Con relación al objetivo de la
banca central, llama la atención que se favorezca la permanencia
en ley que el Banguat promueva la creación y el mantenimiento
de las condiciones monetarias, cambiarias y crediticias más
favorables al desarrollo ordenado de la economía, y no el
texto propuesto por Junta Monetaria donde se asigna el objetivo
específico de alcanzar la estabilidad de precios, atendiendo las
mejores prácticas a nivel internacional.
Una manera sencilla de explicar
cómo los gobiernos deben establecer sus metas económicas, es
refiriéndose al marco de Tinbergen, el cual ha sido el punto de
partida de la mayoría de las teorías de formulación de
políticas.
Según esta teoría, la política
económica debe contar con un instrumento distinto para cada
objetivo que se proponga alcanzar. Generalmente los gobiernos se
enfocan en dos objetivos macroeconómicos: producción e
inflación mediante dos instrumentos: la política fiscal y la
política monetaria. Aunque cualquiera de estos instrumentos puede
influir en ambos objetivos, se ha establecido que la política
fiscal es más eficaz para influir en la producción, mientras la
política monetaria en el nivel de precios. Este planteamiento es
válido bajo el criterio de que al seleccionar el instrumento a
utilizar, se debe escoger aquel cuya magnitud de relación con el
objetivo sea la mayor.
Comúnmente es el banco central
quien controla el instrumento de política monetaria y el gobierno
central el de política fiscal. Sin embargo, cuando no hay
objetivos claros y tampoco coordinación entre las autoridades a
cargo, cualquiera de los instrumentos es poco efectivo en el
cumplimiento de su función.
En países en desarrollo como
Guatemala, la política fiscal ha sido más susceptible a
presentar estos problemas, siendo ineficaz en el logro de su
objetivo. Por esta razón, la política económica descansa
únicamente en la política monetaria, lo que lleva al dilema de
tener varios objetivos con un solo instrumento. La política
monetaria entonces enfrenta un "trade-off" entre
producción y precios: para incrementar la producción debe
aceptarse una mayor tasa de inflación, y viceversa. De ahí el
problema de asignar más de un objetivo al banco central.

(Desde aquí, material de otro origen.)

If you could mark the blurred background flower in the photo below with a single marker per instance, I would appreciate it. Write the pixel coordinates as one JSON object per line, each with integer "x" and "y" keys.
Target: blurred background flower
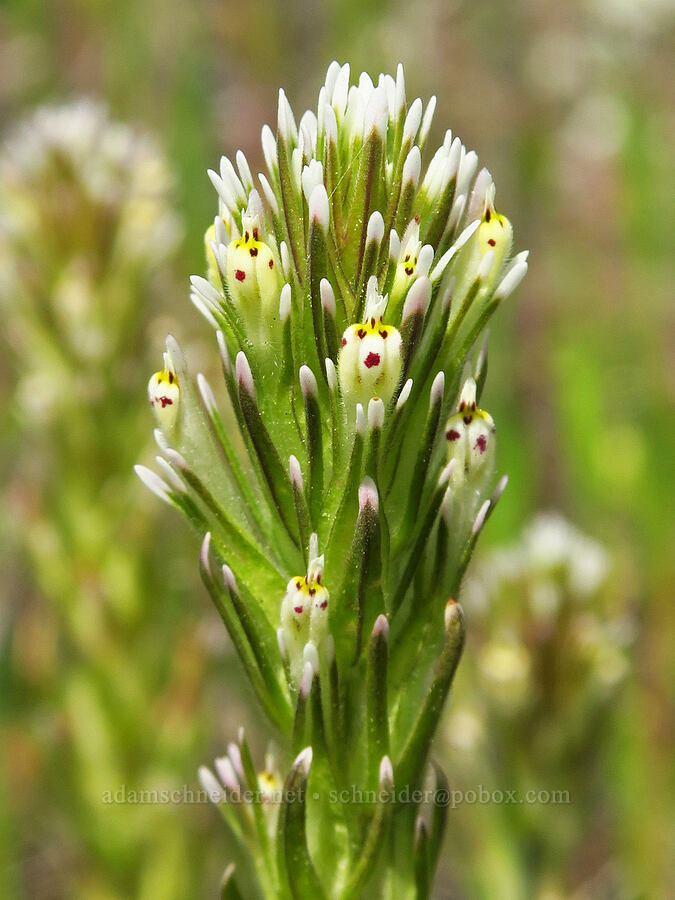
{"x": 110, "y": 668}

En el proyecto de ley trasladado
por Junta Monetaria, al asignarle al banco central un único
objetivo, se facilita a las autoridades concentrar sus esfuerzos
en la consecución del mismo, y no como en la ley vigente, que la
ambigüedad y la generalidad del objetivo crea la posibilidad de
discresionalidad en la toma de decisiones.
A la vez, el establecimiento de un
objetivo claro y preciso aunado a la disposición prevista en el
proyecto, consistente en que el Presidente del Banco de Guatemala
comparezca dos veces al año ante el Organismo Legislativo,
facilita el proceso de rendición de cuentas por parte de las
autoridades monetarias.
Considerando lo anterior, si bien
parte del trabajo que debe realizar la Comisión es conocer
diversas posiciones, más importante aun es que ésta apoye y
fortalezca el proceso de modernización financiera iniciado en el
año de 1993. Por tanto, la aprobación de las leyes financieras,
respetando el espíritu plasmado en ellas por Junta Monetaria, es
de vital importancia para fomentar un manejo más ordenado del
sistema financiero nacional.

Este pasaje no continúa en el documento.